Mecz Anglia vs. Portugalia (Mundial 2006) rozpocznął się 1 lipca o godzinie 1700. Obie drużyny nie zakwalifikowały się do półfinału Mistrzostw od ponad 40 lat i nie zamierzają tego zmieniać. Kapitanowie przeczytali apel o walkę z rasizmem, choć Beckhama nie było słychać, posłuchali hiphopowych rytmów swoich hymnów i zaczęli grę. Rozpoczynają Anglicy. I co z tego, skoro nie potrafili się utrzymać przy piłce przez pierwsze 15 minut? Nic... nadal 0:0! Piłkarze stukali się po głowach, zderzali ze sobą itd... choć widowisko jak było na początku nie zostało na wieki. Jednym słowem siadło. Sędzia doliczył tylko minutę i skończył połowę.

Po I połowie spotkania 0:0

II połowę rozpoczęli Portugaleiros, choć to nie oni a Anglicy stracili w 62 minucie Rooneya (czerwona kartka). Można liczyć na to, że o rostrzygnięciu będą decydować karne. Już 90 minuta... sędzia doliczył 3, ale my się jego nie boimy. Trzeba przeczekać dogrywkę i oglądać emocjonujące karne. A na trybunach kibice wrzeszczą i klaskają.

Po 90 minutach meczu 0:0
Przed nami dogrywka (2 x 15 min):

Rozpoczynają Portugalczycy. Czy aby nie lepiej od razu zacząć konkurs karnych niż męczyć zawodników przez 30 minut? Chyba lepiej... Bramki nie padły.
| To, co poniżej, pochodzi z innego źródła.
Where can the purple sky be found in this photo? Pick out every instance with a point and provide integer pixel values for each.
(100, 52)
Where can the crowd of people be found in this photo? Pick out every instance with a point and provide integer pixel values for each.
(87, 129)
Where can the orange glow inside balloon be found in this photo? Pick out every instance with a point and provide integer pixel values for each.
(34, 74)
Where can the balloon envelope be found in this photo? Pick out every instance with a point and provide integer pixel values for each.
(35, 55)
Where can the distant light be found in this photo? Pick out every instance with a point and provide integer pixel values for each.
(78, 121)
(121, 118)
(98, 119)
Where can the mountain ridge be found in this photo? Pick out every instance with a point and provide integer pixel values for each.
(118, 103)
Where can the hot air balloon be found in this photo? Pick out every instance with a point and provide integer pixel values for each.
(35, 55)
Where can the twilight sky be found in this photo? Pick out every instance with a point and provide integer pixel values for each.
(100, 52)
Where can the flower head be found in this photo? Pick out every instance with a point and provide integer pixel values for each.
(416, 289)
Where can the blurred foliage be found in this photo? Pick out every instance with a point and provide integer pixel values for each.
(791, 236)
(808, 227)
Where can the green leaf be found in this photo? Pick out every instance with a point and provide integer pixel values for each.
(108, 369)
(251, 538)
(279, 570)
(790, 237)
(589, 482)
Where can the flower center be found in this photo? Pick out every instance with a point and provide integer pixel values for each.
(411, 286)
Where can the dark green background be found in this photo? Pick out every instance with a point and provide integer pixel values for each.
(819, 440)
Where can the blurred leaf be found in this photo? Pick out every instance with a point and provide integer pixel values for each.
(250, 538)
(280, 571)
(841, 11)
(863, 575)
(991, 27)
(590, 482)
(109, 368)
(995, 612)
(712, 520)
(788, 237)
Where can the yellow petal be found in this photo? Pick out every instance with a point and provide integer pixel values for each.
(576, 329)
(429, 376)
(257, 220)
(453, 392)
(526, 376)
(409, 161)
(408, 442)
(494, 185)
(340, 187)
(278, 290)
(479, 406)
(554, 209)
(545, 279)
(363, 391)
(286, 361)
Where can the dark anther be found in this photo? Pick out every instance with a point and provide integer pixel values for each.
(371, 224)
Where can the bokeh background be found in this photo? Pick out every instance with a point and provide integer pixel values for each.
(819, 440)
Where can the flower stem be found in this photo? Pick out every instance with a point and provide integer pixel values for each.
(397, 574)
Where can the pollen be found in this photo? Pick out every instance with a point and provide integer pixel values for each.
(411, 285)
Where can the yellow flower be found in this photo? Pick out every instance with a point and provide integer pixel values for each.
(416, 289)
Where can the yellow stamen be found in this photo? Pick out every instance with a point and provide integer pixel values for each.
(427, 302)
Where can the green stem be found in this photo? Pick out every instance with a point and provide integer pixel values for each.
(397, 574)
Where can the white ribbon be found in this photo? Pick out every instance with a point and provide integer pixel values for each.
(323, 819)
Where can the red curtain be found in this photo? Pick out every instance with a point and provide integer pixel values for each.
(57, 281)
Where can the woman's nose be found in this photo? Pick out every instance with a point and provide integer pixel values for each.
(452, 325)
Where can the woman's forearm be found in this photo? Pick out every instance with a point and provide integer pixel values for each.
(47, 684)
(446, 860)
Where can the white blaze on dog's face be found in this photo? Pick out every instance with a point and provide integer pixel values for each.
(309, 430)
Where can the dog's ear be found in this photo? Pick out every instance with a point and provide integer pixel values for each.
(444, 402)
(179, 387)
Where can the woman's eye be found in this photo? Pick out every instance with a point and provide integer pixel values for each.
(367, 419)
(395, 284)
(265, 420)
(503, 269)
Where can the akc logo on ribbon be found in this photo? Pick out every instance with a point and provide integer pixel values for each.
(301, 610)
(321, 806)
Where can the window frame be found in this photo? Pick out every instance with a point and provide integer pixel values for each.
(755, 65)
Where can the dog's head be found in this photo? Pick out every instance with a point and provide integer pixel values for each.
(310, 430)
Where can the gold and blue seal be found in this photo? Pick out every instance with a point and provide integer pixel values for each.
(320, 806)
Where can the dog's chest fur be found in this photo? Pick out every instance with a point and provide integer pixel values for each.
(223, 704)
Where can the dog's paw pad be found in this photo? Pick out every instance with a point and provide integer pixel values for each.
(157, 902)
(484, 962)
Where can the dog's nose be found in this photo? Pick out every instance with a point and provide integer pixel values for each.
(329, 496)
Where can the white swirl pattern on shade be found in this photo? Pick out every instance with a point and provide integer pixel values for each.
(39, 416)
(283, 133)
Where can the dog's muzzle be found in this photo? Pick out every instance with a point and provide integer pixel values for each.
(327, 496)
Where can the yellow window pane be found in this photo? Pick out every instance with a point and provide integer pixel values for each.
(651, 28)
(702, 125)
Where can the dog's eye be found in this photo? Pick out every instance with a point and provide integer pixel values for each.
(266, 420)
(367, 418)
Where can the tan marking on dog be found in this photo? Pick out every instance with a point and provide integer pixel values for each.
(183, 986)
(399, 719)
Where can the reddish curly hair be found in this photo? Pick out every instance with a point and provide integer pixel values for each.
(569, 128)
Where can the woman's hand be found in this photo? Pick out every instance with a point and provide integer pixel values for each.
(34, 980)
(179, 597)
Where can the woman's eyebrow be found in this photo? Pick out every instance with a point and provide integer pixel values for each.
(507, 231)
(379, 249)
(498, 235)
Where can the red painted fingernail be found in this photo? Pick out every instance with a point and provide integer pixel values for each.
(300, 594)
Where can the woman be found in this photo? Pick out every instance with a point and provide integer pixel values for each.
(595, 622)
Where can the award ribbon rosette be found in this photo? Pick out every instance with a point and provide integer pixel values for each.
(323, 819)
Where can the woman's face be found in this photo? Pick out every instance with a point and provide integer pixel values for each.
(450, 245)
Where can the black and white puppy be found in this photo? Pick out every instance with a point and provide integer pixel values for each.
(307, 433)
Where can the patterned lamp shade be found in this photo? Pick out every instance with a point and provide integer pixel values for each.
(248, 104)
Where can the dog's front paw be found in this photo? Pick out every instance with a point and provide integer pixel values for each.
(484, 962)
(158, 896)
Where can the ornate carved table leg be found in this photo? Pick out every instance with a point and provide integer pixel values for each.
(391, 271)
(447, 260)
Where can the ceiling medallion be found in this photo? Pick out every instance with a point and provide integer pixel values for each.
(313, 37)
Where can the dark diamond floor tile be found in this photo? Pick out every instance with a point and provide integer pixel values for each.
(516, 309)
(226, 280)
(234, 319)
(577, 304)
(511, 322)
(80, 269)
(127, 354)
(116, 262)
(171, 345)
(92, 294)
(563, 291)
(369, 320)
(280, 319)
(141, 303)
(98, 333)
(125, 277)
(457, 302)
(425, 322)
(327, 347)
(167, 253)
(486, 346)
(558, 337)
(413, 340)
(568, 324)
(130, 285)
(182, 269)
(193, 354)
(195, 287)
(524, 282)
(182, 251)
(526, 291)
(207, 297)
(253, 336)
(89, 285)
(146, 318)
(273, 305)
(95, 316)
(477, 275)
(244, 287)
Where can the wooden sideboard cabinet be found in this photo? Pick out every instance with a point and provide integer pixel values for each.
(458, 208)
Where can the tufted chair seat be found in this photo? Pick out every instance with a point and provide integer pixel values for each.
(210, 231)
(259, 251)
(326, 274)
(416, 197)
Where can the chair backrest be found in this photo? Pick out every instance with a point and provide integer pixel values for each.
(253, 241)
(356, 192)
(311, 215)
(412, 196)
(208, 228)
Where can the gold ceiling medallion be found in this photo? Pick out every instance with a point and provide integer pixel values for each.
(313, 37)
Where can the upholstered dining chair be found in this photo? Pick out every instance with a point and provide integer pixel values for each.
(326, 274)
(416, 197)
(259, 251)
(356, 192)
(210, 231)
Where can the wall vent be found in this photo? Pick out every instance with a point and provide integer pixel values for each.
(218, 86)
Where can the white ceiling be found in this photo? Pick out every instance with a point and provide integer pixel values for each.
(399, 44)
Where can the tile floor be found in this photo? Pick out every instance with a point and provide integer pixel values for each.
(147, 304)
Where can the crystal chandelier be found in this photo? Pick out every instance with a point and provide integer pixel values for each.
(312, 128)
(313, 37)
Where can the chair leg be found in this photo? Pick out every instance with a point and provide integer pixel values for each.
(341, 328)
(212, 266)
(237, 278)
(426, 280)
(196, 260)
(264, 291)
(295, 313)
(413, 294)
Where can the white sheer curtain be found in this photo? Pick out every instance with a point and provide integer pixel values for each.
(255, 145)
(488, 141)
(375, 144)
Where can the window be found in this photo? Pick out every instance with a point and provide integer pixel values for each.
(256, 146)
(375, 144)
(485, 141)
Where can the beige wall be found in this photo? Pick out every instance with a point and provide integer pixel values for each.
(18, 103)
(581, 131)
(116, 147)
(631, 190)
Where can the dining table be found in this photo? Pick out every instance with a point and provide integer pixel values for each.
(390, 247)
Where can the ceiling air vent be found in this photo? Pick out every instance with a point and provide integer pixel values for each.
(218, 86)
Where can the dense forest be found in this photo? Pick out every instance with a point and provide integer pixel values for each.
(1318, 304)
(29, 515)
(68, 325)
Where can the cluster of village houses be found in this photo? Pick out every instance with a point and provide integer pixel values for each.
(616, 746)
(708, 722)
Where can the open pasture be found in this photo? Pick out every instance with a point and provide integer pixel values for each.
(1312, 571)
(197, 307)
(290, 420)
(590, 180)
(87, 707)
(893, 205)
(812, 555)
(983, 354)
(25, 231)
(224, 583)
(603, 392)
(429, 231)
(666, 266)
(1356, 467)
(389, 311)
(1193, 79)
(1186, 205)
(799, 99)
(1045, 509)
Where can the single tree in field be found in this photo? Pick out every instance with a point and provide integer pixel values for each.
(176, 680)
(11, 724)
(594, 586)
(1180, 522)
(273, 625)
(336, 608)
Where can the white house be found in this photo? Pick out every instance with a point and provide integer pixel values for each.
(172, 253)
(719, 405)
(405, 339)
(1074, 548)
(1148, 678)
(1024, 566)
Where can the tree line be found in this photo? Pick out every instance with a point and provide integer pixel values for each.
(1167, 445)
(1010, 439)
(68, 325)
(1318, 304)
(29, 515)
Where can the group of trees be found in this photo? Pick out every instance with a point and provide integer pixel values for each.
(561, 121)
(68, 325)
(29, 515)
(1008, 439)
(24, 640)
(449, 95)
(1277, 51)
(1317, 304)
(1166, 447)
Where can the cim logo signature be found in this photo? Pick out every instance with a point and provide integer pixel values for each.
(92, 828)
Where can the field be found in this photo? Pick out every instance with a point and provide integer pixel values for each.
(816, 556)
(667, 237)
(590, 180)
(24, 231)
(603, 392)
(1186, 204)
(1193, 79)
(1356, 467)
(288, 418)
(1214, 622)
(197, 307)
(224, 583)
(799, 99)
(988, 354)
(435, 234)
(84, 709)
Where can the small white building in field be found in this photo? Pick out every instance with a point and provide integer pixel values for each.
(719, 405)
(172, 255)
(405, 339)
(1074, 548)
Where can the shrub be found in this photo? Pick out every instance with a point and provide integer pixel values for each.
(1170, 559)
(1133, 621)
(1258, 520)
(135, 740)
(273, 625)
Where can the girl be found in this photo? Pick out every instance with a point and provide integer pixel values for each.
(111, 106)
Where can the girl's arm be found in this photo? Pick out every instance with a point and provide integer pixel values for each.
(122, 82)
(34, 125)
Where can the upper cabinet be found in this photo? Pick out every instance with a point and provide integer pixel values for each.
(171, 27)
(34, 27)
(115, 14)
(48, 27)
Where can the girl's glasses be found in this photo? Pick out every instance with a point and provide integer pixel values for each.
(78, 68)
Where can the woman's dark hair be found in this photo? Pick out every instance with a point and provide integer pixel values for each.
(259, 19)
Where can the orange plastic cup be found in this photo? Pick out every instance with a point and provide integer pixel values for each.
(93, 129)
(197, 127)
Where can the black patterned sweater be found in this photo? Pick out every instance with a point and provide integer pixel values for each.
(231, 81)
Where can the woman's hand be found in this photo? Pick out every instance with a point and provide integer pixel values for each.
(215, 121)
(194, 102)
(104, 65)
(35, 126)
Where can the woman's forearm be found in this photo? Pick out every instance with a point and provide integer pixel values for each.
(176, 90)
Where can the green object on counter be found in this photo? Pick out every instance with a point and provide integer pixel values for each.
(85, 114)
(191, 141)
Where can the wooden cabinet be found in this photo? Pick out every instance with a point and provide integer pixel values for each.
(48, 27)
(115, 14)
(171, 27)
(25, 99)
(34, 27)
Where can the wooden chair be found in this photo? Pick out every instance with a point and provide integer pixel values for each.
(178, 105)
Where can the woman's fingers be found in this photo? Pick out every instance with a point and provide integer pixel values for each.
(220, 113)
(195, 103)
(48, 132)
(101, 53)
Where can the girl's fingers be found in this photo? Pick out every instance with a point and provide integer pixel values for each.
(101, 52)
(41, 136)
Po I części Extra Time'a 0:0

Czas na drugą. Zaczyna Anglia. I co? i co ja wam mam pisać? to, że się Angol przewrócił się w polu karnym i karnego nie było? czy może to, że Portugalczycy strzelili bramkę ze spalonego? Nie, nie, nie. A zresztą... jak chcecie to macie już to napisane. Pisałem, że będą karne? Pisałem... i miałem rację. Karne!

Koniec 120 minut męki teraz emocjonujące karne!

Karne:



Objaśnienie: Dobry początek Portugalczyków, bramka dla nich. An=glicy jak zwykle źle. Lampard nie trafił. NIE! Zwierzętą na boisku... choć Portugalczycy też nie trafili, a anogole trafili 1:1.